Der Allianz-Konzern will bis Ende 2008 bei den Versicherungen bundesweit 5.000 Stellen streichen. Bei der Dresdner Bank ist der Abbau von etwa 2.500 Jobs geplant, davon rund 500 bei in- und ausländischen Töchtern. Die Gewerkschaft ver.di droht bereits mit einem Arbeitskampf, wenn die Allianz nicht über Beschäftigungs- und Standortgarantien verhandelt.

Die Mitarbeiter der Frankfurter Niederlassung der Allianz Lebensversicherung kannten derartige Hiobsbotschaften bislang nicht: Bei ihnen gab es kaum Stellenabbau. Nun soll der Standort Ende 2008 komplett dicht gemacht werden. Dagegen ist die Ankündigung für die Beschäftigten in der Frankfurter Dresdner Bank-Zentrale nach dem Abbau tausender Stellen in der Vergangenheit nichts wirklich Neues.

"Die Angst ist bei uns eigentlich seit Jahren allgegenwärtig", sagt ein Sachbearbeiter der Dresdner Bank auf dem Weg in die Kantine in der Frankfurter Zentrale. "Die Bank war ja mal ein Drittel größer", erklärt der 38-Jährige und meint dann resigniert: "Man lebt mit der Unsicherheit und hat sich fast schon dran gewöhnt."

Gestrichen werden sollen dieses Mal Stellen in der Geschäftsabwicklung, der Kreditbearbeitung und in der Steuerung. Daneben werden die Bereiche Privat- und Firmenkunden, Investmentbanking und Konzernkunden sowie Dienstleistungen und Abwicklung neu gebündelt.
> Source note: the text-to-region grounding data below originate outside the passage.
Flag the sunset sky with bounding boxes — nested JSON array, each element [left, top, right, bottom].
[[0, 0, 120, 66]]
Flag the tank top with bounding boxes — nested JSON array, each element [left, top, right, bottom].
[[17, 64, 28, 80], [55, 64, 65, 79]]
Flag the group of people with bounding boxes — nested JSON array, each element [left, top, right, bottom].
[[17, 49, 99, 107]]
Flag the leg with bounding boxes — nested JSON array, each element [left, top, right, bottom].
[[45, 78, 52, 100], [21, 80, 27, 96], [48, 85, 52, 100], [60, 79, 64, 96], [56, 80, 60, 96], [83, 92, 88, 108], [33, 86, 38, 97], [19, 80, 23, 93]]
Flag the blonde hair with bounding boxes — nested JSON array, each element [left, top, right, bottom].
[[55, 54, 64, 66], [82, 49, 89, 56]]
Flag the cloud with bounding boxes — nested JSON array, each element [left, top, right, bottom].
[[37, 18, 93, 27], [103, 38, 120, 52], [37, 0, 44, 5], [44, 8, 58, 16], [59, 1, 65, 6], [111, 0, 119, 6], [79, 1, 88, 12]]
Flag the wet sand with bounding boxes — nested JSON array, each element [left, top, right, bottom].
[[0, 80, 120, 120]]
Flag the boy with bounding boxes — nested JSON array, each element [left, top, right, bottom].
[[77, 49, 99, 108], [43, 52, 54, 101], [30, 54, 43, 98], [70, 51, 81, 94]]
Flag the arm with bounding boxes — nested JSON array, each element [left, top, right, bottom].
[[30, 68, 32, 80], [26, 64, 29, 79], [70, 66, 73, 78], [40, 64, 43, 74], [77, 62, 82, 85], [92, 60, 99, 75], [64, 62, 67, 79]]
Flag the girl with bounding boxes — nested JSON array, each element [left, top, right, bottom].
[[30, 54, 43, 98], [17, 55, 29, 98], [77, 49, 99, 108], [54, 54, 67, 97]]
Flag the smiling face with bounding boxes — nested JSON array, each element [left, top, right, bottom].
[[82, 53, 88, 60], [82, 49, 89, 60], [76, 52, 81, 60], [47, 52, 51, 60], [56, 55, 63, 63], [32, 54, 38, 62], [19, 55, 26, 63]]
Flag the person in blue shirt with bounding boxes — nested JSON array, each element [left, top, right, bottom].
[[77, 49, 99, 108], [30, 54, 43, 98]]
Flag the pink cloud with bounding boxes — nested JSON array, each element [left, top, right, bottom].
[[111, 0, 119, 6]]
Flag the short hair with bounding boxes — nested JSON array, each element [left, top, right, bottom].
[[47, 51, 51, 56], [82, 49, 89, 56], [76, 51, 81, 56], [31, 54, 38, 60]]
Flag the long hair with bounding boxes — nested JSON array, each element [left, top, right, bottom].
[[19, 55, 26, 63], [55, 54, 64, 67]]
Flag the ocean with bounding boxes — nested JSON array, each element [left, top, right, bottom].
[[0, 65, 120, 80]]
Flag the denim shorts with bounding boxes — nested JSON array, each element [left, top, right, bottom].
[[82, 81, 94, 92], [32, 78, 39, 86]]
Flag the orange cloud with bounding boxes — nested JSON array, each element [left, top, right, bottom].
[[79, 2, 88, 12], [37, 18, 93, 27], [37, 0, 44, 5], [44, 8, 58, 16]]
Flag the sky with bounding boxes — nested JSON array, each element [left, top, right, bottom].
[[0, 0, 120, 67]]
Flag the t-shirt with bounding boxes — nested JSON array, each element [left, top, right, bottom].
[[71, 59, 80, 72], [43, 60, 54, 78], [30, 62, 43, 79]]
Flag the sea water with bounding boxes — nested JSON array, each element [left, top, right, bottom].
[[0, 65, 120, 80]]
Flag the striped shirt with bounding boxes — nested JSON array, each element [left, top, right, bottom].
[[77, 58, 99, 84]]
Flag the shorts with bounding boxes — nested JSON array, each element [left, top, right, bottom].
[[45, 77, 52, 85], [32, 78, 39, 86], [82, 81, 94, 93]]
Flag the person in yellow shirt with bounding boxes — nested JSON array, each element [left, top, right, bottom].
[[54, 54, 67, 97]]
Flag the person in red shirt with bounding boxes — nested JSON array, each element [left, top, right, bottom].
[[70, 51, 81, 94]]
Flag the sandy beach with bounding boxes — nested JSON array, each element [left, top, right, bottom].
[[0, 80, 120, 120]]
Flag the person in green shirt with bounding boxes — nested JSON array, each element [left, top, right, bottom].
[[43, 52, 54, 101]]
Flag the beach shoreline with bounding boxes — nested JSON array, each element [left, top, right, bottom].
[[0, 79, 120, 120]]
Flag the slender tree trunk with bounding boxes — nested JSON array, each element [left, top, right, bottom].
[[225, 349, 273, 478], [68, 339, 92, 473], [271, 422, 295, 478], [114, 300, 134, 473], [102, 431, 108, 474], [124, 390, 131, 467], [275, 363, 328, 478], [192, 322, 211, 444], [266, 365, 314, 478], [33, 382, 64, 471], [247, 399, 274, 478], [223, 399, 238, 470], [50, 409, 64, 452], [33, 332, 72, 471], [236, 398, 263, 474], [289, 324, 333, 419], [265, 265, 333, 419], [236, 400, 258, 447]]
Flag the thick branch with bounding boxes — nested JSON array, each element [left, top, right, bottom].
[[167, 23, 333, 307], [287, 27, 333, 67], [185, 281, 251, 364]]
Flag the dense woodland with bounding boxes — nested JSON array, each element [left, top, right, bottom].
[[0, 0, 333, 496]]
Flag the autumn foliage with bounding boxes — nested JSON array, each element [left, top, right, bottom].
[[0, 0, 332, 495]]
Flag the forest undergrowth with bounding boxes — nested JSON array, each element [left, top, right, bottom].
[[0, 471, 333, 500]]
Für 2008 rechnet die Bank dadurch mit Synergiegewinnen von 600 Millionen Euro.

Die Belegschaft zeigt sich von diesen Effizienzsteigerungsplänen wenig begeistert: "Die Leute werden stattdessen langsam müde und sauer", sagt eine 48-Jährige. "Und wer von uns heute sagt, er habe keine Angst um seinen Arbeitsplatz, der lügt." Ein Mitarbeiter aus der Personalabteilung schimpft: "Das ist doch eine Schande bei den Gewinnen!"
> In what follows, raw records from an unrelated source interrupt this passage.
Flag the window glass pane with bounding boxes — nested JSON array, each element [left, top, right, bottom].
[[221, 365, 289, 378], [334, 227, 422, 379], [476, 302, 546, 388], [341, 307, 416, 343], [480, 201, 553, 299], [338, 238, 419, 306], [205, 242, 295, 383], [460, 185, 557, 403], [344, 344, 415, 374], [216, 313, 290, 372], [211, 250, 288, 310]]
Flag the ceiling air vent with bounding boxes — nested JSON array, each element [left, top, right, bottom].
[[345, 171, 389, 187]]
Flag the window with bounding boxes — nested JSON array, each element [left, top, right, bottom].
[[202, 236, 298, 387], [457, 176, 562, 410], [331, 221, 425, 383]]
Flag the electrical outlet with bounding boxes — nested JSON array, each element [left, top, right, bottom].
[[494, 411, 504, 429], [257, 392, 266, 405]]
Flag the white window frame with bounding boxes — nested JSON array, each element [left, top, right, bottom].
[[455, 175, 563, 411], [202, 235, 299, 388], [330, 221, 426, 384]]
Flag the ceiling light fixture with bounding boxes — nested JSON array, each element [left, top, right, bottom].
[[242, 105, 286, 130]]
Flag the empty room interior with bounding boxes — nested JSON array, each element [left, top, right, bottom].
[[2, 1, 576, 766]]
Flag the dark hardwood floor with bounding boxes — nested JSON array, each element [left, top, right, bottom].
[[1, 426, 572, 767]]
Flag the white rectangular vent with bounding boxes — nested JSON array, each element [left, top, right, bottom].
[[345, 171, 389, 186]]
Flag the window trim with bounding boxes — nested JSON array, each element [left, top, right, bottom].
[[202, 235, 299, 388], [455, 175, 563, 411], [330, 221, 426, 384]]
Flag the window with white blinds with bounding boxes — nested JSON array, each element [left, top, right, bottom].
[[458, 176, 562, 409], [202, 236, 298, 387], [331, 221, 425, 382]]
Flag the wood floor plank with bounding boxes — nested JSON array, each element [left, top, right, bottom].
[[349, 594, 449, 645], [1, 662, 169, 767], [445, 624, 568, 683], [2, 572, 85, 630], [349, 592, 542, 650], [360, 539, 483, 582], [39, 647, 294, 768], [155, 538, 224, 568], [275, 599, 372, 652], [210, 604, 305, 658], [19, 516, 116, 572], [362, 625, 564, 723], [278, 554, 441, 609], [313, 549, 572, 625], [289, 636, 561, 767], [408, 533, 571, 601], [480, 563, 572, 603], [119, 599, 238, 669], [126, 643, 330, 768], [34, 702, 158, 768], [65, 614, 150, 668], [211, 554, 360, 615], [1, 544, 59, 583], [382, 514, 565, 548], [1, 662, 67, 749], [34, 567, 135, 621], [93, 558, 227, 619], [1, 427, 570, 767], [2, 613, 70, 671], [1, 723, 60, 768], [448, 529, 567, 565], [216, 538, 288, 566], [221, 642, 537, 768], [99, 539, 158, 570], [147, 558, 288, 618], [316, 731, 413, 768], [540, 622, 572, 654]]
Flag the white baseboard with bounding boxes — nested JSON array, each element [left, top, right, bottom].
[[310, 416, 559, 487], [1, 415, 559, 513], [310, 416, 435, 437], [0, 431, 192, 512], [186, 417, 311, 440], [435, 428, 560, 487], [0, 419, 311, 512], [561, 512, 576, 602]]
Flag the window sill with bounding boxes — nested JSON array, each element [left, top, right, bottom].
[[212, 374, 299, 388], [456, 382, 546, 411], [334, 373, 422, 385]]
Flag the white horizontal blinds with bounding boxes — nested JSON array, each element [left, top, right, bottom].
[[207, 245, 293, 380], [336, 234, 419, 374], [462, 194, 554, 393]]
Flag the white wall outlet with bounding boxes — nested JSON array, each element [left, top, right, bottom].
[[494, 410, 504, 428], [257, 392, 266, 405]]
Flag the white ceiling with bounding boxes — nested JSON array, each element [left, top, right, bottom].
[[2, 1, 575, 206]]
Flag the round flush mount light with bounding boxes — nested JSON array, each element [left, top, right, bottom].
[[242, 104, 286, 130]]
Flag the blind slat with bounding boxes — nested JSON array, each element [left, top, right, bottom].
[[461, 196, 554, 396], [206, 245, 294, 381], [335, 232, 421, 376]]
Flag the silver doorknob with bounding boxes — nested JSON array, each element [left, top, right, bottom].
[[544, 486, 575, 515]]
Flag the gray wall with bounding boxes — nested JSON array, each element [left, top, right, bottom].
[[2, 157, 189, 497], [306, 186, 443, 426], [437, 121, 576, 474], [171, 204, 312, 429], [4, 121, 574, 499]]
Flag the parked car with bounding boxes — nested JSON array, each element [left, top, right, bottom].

Egal, ob man gut oder schlecht arbeitet

Bei der Allianz Lebensversicherung ist die Stimmung ebenfalls gereizt: "Das ist eine Schweinerei", sagt eine 25 Jahre alte Versicherungstechnikerin. Sie hat Angst um ihre Zukunft: "Ich glaube nicht, dass ich bei der Allianz einen anderen Job bekomme, und ich mache mir bei der Lage der Branche im Moment auch keine Hoffnungen, woanders Arbeit zu finden."

Deutschlandweit wurden am Donnerstagvormittag die Mitarbeiter der Versicherung über die Stellenabbaupläne informiert. Die Allianz will die bislang eigenständigen Sparten Sach-, Lebens- und Krankenversicherung zusammenführen und die getrennten Vertriebswege bündeln, um verlorene Kunden und Marktanteile zurückzugewinnen. Statt 21 soll es künftig nur noch zehn Verwaltungsstandorte geben. Geschätztes Einsparpotenzial ab 2009: rund 500 Millionen Euro jährlich.

In Frankfurt reichen die Kommentare der Mitarbeiter dazu von "ohne Worte" bis "bodenlose Frechheit". "Das ist doch Kapitalismus in Reinkultur, was die Allianz hier mit uns macht", schimpft ein 37 Jahre alter Mitarbeiter.

Noch weiß keiner, wen der Stellenabbau treffen wird. Eine 42 Jahre Mitarbeiterin, die seit Jahren Versicherungskunden berät und jetzt um ihren Job fürchtet, meint frustriert: "Ob man gut oder schlecht arbeitet, ist offenbar vollkommen egal. Ich bin einfach sehr enttäuscht."